John Bowe of Melbourne Australia was first to take the checkered flag at the wheel of Joe Calleja’s Allard J2X-3146. This is the very same ex-Carroll Shelby Allard that has been a familiar sight at Laguna Seca for the past 20+ years at the hands of Peter Booth and Augie Grassis. Joe has been working diligently to bring this Allard into FIA specs, with plans to race it in Europe and Australia in 2020. Driver John Bowe has some previous racing history in Australia having won the infamous Bathurst 1000 twice; needless to say, Shelby’s old J2X was in good hands. The J2X had a close race with the Parkinson Jaguar, but in the end the John Bowe made it to the checkered flag first – another Allard victory!
John LeCarner finished in 15th spot with his Cad-powered K2, and Bernard Dervieux’s J2 crossed the finish line in 23rd place. John Mote ran strong until lap 5, when his oil pressure gauge suggested that he prudently ‘call it a day’. All three cars will be undergoing refurbishment over the next year and we hope to see them back on track in 2020.
The Allards were pitted among a wide array of cars of similar vintage.
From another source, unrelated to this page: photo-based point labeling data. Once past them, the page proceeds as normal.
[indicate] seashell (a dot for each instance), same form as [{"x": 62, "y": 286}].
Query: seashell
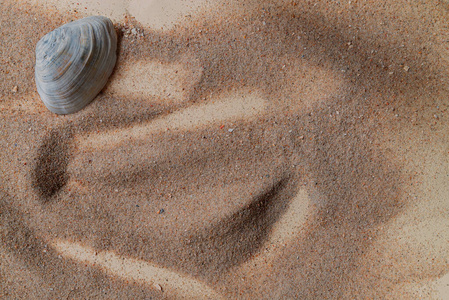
[{"x": 74, "y": 62}]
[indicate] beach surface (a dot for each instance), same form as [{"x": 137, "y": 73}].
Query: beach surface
[{"x": 240, "y": 150}]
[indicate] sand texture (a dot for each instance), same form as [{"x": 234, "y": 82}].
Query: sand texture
[{"x": 240, "y": 150}]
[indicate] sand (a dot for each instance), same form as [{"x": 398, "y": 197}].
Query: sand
[{"x": 240, "y": 150}]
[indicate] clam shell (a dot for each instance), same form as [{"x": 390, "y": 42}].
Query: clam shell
[{"x": 74, "y": 62}]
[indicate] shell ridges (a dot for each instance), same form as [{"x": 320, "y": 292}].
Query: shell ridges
[{"x": 74, "y": 62}]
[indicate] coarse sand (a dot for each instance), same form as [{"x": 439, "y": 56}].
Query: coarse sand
[{"x": 240, "y": 150}]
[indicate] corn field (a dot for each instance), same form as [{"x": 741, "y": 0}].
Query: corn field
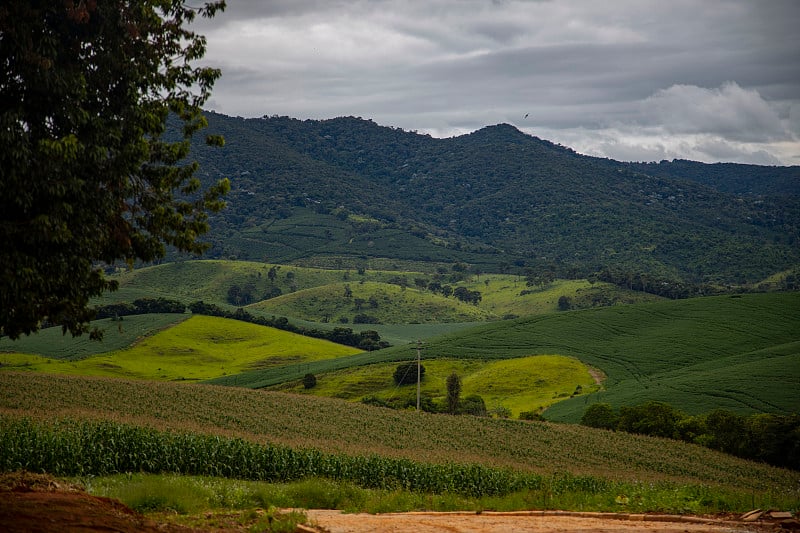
[{"x": 82, "y": 448}]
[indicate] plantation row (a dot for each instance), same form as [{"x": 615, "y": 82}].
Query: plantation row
[
  {"x": 335, "y": 426},
  {"x": 85, "y": 448},
  {"x": 767, "y": 438}
]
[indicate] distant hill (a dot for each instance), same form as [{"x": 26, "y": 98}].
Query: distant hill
[{"x": 349, "y": 190}]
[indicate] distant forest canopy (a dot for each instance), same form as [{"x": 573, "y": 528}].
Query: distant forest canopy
[{"x": 347, "y": 191}]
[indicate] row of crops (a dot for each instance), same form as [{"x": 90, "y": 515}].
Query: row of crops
[{"x": 69, "y": 447}]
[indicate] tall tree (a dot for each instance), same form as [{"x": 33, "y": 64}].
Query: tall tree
[
  {"x": 453, "y": 393},
  {"x": 87, "y": 175}
]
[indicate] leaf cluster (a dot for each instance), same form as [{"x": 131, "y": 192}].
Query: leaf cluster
[{"x": 87, "y": 175}]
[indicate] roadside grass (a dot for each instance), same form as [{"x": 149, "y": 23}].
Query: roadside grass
[
  {"x": 508, "y": 295},
  {"x": 197, "y": 501},
  {"x": 524, "y": 384},
  {"x": 348, "y": 430},
  {"x": 53, "y": 344},
  {"x": 198, "y": 348}
]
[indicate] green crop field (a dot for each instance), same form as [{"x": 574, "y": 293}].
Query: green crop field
[
  {"x": 523, "y": 384},
  {"x": 330, "y": 425},
  {"x": 738, "y": 353},
  {"x": 198, "y": 348},
  {"x": 53, "y": 344}
]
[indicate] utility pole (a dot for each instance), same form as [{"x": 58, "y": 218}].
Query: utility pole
[{"x": 419, "y": 350}]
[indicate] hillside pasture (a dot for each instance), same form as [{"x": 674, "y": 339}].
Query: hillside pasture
[
  {"x": 328, "y": 424},
  {"x": 523, "y": 384},
  {"x": 386, "y": 303},
  {"x": 51, "y": 343},
  {"x": 199, "y": 348},
  {"x": 733, "y": 352}
]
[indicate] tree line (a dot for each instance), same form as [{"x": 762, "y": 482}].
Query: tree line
[
  {"x": 768, "y": 438},
  {"x": 364, "y": 340}
]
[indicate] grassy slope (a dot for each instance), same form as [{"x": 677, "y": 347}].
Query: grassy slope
[
  {"x": 198, "y": 348},
  {"x": 739, "y": 353},
  {"x": 524, "y": 384},
  {"x": 51, "y": 343},
  {"x": 393, "y": 304},
  {"x": 337, "y": 426}
]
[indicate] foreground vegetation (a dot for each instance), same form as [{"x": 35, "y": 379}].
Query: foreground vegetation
[
  {"x": 198, "y": 348},
  {"x": 320, "y": 433}
]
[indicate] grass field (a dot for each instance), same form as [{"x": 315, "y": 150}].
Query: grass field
[
  {"x": 593, "y": 459},
  {"x": 524, "y": 384},
  {"x": 198, "y": 348},
  {"x": 502, "y": 295},
  {"x": 53, "y": 344},
  {"x": 387, "y": 303},
  {"x": 738, "y": 353}
]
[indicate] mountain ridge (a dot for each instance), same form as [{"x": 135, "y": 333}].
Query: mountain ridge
[{"x": 525, "y": 201}]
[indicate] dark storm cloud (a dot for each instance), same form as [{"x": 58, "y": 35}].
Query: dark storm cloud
[{"x": 712, "y": 80}]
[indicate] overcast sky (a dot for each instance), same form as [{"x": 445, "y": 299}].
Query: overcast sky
[{"x": 641, "y": 80}]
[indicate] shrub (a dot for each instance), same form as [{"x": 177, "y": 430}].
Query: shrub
[
  {"x": 600, "y": 415},
  {"x": 309, "y": 381},
  {"x": 406, "y": 373}
]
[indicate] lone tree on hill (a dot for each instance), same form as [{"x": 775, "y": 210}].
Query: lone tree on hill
[
  {"x": 87, "y": 177},
  {"x": 453, "y": 393}
]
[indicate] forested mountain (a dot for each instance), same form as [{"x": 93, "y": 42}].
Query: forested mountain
[{"x": 500, "y": 199}]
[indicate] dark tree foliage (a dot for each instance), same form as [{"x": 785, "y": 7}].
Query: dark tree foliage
[
  {"x": 141, "y": 306},
  {"x": 773, "y": 439},
  {"x": 86, "y": 174},
  {"x": 366, "y": 340}
]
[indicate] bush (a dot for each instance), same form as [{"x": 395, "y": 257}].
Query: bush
[
  {"x": 406, "y": 373},
  {"x": 600, "y": 415},
  {"x": 656, "y": 419},
  {"x": 309, "y": 381},
  {"x": 473, "y": 405}
]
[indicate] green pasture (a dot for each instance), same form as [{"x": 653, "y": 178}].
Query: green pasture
[
  {"x": 316, "y": 434},
  {"x": 523, "y": 384},
  {"x": 504, "y": 295},
  {"x": 199, "y": 348},
  {"x": 733, "y": 352},
  {"x": 387, "y": 303},
  {"x": 51, "y": 343}
]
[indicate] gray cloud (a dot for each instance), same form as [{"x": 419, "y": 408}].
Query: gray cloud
[{"x": 717, "y": 80}]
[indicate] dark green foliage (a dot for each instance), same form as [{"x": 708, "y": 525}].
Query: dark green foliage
[
  {"x": 70, "y": 448},
  {"x": 473, "y": 405},
  {"x": 453, "y": 393},
  {"x": 88, "y": 175},
  {"x": 141, "y": 306},
  {"x": 768, "y": 438},
  {"x": 600, "y": 415},
  {"x": 309, "y": 381},
  {"x": 490, "y": 200},
  {"x": 656, "y": 419},
  {"x": 406, "y": 373},
  {"x": 366, "y": 340}
]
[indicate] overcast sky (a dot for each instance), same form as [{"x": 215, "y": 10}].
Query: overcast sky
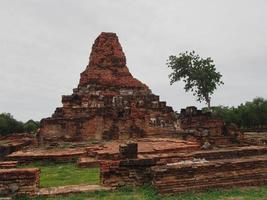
[{"x": 45, "y": 45}]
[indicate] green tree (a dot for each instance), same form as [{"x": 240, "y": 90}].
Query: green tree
[
  {"x": 199, "y": 74},
  {"x": 9, "y": 125}
]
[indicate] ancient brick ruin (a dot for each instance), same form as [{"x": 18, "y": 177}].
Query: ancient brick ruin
[
  {"x": 109, "y": 103},
  {"x": 136, "y": 130},
  {"x": 207, "y": 130}
]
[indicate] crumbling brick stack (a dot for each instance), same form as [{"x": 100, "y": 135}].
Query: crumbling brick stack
[
  {"x": 19, "y": 181},
  {"x": 207, "y": 130},
  {"x": 201, "y": 174},
  {"x": 109, "y": 103}
]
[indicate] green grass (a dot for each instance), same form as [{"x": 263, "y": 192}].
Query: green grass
[
  {"x": 65, "y": 174},
  {"x": 147, "y": 193}
]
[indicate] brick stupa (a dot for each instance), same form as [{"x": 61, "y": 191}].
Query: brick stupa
[{"x": 109, "y": 103}]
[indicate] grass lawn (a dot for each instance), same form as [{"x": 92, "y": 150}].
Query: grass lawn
[
  {"x": 65, "y": 174},
  {"x": 147, "y": 193}
]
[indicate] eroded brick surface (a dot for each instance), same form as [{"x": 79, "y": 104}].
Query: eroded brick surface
[
  {"x": 109, "y": 103},
  {"x": 209, "y": 131}
]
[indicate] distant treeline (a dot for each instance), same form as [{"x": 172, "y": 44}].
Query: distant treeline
[
  {"x": 9, "y": 125},
  {"x": 251, "y": 115}
]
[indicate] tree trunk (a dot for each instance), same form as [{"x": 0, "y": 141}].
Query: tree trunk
[{"x": 208, "y": 101}]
Foremost in this group were a number of California-engineered built by names like Hagemann, Tatum, Baldwin, and Kurtis – cars that were not only fast, but quite able to hold their own on road courses against the sophisticated cars from post-war Europe. One could argue that many of the California Specials owe their existence to the production hot rods built by Allard.
The cars of Group 1B have adopted the moniker, Del Monte Trophy Race Group – cars that either raced in the Pebble Beach Road Races in the early ‘50’s, or would have been eligible to have raced there.
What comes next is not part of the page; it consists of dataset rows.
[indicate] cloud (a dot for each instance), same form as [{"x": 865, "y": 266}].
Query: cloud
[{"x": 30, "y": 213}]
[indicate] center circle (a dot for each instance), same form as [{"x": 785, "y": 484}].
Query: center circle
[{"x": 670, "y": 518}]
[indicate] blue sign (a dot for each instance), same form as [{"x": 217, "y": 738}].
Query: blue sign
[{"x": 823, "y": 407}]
The entrance to this paddock area is fittingly decorated with rows of snow fencing and hay bales which were deemed to serve as protection for spectators back in the day, along with several historic black and white race photos from the early ‘50’s. This provided an ideal setting for a gathering after Friday afternoon’s practice, with all 38 cars from Group 1B on display. A more casual affair was held Sunday afternoon where the Del Monte Trophy was awarded to Tim Barnes (over 2L) and his 1951 Jaguar XK120 and to Kaiden Marouf (under 2L) and his 1951 supercharged MG TD.
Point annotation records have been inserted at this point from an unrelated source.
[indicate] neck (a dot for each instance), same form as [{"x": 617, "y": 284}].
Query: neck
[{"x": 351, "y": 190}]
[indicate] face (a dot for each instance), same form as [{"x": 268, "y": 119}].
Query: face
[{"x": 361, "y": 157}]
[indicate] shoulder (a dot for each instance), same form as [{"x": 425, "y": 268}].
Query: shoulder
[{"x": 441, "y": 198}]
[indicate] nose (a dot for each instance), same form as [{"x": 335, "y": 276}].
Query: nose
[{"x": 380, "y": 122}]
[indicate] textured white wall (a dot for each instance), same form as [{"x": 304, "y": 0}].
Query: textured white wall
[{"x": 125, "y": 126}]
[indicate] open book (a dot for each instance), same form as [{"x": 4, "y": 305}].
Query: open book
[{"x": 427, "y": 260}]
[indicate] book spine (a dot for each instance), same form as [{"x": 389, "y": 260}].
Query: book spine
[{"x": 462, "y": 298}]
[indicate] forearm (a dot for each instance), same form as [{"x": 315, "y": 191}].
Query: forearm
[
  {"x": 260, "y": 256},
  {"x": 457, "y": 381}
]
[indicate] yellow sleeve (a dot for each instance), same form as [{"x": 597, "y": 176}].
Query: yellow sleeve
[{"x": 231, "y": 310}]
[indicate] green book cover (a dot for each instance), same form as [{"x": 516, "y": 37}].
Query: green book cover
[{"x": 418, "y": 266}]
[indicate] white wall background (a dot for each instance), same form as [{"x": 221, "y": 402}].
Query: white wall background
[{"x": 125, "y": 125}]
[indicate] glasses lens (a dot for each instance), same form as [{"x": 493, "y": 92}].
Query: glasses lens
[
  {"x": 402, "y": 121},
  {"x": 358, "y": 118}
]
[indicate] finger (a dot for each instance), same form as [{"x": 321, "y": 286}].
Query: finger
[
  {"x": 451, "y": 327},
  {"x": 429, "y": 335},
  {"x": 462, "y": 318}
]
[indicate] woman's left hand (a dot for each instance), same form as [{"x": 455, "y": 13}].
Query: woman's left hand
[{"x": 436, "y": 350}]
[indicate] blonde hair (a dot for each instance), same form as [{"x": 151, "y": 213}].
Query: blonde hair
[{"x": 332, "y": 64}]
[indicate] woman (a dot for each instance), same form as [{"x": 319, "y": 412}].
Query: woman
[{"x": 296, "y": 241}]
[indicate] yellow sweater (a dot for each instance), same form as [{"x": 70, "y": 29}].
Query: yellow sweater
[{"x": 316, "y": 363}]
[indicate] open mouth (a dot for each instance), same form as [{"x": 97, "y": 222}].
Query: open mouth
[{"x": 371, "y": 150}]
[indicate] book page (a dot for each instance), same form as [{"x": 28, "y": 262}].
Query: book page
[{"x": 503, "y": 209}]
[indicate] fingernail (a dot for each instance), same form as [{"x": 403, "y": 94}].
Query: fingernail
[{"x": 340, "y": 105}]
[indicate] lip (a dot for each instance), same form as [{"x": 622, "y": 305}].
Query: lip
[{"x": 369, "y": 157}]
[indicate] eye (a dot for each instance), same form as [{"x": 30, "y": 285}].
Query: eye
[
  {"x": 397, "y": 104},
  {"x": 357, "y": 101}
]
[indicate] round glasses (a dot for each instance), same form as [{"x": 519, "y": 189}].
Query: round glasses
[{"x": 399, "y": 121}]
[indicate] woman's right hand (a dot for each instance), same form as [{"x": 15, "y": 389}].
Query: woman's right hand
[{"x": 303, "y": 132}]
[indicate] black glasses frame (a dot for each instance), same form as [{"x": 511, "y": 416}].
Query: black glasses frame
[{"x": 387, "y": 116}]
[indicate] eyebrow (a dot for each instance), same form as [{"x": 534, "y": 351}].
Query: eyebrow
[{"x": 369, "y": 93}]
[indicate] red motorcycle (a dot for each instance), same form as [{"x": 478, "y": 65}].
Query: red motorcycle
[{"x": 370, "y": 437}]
Monterey’s ‘Car Week’ formally starts with Thursday’s Pebble Beach Tour d’Elegance, when more than a hundred rare and elegant competitors in Sunday’s Pebble Beach Concours d’Elegance embark on a 70-mile tour on public roads around the Monterey area. This provides a unique opportunity for the general public to witness these show cars mix with Highway 1 traffic down to Big Sur, before returning to gather for along Carmel’s Ocean Avenue for lunch.
We again welcomed the opportunity to join Martin Allard in his biscuit-colored Allard K3 as we enjoyed the show cars along Highway 1. A part of this included a special surprise to see Ted Springstead at the wheel of his green Allard K3. Ted was one of the thirty Concours entrants to participate in the ten-day, 1500-mile Pebble Beach Motoring Classic run from Kirkland Washington to Pebble Beach. Aside from a minor fender-bender along the way, it was a great and memorable trip.
Three Allards were ‘on the block’ at two of the six (yes – 6!) auctions underway during Monterey’s Car Week. The Carroll Shelby J2 from his 1952 racing season was for sale at Mecum’s, and two Allards were consigned to Goodings. One was the red, Chrysler-powered J2X LeMans veteran of the Pebble Beach and Golden Gate races in the early ‘50’s, and the other was a very nice black K2. Neither the J2 nor the J2X LM made their reserve, while K2 was sold for a very reasonable $84,000.
We’re looking forward to 2020 which will celebrate the 70th anniversary of the Pebble Beach Road Races. We hope to see you there!